Their films are familiar to everyone, but their names are known only to those in the business. And that is just fine with them.
“Our goal, which unfortunately we’ve lived up to, is to be minimalist in all ways,” says Ron Yerxa with his trademark dry humor.
“We’ve never had a publicist,” Albert Berger adds, “but we do give an interview every 10 years.”
Berger and Yerxa are not only the principals of Bona Fide Productions; they are, except for a single hard-working employee (“at our peak we had two” offers Yerxa) the entire company.
This unpretentious size has not, however, affected the team’s ability to get films made. In their 31 years together they’ve put the Bona Fide name on more than two dozen films (the partners can’t manage to agree on exactly how many).
These include Oscar-successful films like the Anthony Minghella-directed “Cold Mountain” (five nominations), based on the Charles Frazier novel, and Alexander Payne’s “Nebraska” (nominated for six, including best picture); critical successes like “Ruby Sparks,” “Juliet, Naked” and “Bee Season,” and rip-roaring hits like “Little Miss Sunshine” and “Election.”
More recently, the partners had an unexpected success with “The Peanut Butter Falcon,” starring Shia LaBoeuf and Dakota Johnson.
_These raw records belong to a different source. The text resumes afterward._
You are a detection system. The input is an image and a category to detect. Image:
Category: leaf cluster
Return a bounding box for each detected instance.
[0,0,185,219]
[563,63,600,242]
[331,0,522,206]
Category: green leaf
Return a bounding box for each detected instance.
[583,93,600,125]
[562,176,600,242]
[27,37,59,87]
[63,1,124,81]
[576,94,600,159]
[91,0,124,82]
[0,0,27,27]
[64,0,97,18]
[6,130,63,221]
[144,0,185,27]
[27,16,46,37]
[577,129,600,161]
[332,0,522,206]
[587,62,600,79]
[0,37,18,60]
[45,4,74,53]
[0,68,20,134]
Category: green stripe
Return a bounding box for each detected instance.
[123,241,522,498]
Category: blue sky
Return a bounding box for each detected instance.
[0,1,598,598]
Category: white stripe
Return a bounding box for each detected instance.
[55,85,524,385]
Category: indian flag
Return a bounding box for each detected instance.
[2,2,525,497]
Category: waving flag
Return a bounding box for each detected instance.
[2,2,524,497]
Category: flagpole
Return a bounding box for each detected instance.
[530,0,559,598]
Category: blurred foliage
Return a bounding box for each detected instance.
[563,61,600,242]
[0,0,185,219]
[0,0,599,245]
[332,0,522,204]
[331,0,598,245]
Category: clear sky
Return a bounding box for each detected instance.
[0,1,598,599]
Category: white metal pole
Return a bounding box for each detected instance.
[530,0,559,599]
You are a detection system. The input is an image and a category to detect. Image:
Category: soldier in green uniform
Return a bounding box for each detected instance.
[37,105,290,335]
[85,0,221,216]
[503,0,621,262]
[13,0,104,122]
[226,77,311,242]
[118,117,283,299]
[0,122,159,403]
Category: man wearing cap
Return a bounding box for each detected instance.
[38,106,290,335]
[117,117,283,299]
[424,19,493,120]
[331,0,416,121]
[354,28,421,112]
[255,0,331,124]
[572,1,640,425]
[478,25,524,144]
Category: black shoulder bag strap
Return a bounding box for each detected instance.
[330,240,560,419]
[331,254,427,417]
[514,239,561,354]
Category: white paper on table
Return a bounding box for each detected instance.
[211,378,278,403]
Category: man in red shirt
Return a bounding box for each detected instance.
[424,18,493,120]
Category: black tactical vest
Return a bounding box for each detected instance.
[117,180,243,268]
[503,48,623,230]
With more than $20 million at the box office, it became one of 2019’s top-grossing American independent films.
Like many of their films, the success of “Falcon” was far from pre-ordained. “It was a film that did not have an easy time, it was really kicked around,” says Yerxa, with Berger adding, “no festival wanted to take it [South by Southwest eventually did], no distributor wanted it.”
“So much rejection,” Yerxa admits, “it rattles you.”
Listing resilience as one of their key traits, Berger and Yerxa are at Sundance for the ninth time with their latest film, the deftly made “The Last Shift,” located in the Premieres section.
Written and directed by Andrew Cohn, it stars Richard Jenkins as a man quitting the graveyard shift at fast food emporium Oscar’s Chicken and Fish after 38 years. His unhappy replacement (Shane Paul McGhie) isn’t sure if he can last 38 minutes. Expectations to the contrary, their interaction doesn’t go at all where you think it will.
Describing exactly what a producer, especially an American independent producer, does can be challenging — “It’s my mother’s favorite question,” Berger laughs — but, sitting in their offices in Anonymous Content’s striking Culver City building, they agree to give it a shot.
First, Berger says, it’s a misconception that producers are the ones providing the money, though they often are the ones who locate financing,
Rather, producers are the people with the longest connection to the film. “We are most often the first people involved — we find the book, come up with the idea — and are the last people out,” Berger explains. “We are engaged from beginning to end, bringing everything together.”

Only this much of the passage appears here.